If we assume the transmission lines are 98% efficient, the charger is 95%
efficient and the battery is 90% efficient, the motor controller is 95%
efficient, and the motor is 95% efficient (drive efficiency of 90% instead of
80% of the parent quote)...

0.33 * 0.98 * 0.95 * 0.90 * 0.95 * 0.95 = 25% efficient, with efficiency
numbers somewhere between "best case" and "optimistic". ICE in an _efficient
car_ is competitive with that. A hybrid will beat that.

[0] How Stuff Works estimate: [http://auto.howstuffworks.com/fuel-
efficiency/alternative-fu...](http://auto.howstuffworks.com/fuel-
efficiency/alternative-fuels/fuel-cell4.htm)

[1] Nobody knows for sure what the transmission line (including step-up and
step-down transformers) is in actual practice. Note the Wikipedia article says
"efficiency" several times, but never pins an estimate onto it:
<http://en.wikipedia.org/wiki/Electric_power_transmission>

[2] <http://en.wikipedia.org/wiki/Lithium-ion_battery>

------
bunderbunder
Well if we're going to consult the contrived statistics department, why not go
for broke?

If you want to get _really_ thorough about extracting _all_ of the energy in a
gallon of gasoline, you could power a US household for 7.5 million years.

------
notaddicted
Since they don't really follow through on the original question: the article
implies it will take ~137 micro gallons to charge an iphone.

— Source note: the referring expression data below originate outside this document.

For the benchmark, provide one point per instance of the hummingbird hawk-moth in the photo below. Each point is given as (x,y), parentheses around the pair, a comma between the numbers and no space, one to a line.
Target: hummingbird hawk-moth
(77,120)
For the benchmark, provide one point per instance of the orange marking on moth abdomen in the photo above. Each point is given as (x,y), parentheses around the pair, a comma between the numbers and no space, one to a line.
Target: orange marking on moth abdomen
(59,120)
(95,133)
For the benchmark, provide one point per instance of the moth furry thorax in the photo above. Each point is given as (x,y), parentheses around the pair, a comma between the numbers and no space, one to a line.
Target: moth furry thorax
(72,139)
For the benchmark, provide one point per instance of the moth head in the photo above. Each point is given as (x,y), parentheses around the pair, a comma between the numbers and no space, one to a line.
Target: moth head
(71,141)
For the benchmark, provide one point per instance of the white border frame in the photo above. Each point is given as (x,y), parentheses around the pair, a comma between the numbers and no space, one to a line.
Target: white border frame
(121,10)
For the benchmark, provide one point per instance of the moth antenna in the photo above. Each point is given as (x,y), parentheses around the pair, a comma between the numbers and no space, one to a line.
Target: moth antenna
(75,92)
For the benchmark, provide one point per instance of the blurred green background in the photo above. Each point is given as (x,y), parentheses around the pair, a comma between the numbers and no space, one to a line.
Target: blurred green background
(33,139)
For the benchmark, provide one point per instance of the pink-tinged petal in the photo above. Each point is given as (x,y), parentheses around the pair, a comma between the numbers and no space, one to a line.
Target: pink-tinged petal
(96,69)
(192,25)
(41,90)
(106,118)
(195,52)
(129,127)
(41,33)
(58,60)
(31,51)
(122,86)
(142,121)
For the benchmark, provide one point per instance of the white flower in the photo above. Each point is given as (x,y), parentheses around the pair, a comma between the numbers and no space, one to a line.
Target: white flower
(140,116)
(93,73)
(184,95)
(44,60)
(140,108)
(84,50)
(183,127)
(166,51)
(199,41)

The size of the
fuel would be slightly inferior to an M&M [1].

[1]
[http://www.wolframalpha.com/input/?i=1+%2F+20+%2F+365+gallon...](http://www.wolframalpha.com/input/?i=1+%2F+20+%2F+365+gallons)

------
frankus
Petroleum is really frickin' energy-dense (leaving aside the fact that unless
you're heating something only a small fraction can be turned into useful
work).

A mid-range home EV charger peaks out at about 20kW.

By contrast, the energy flux of a gas pump is around 20MW.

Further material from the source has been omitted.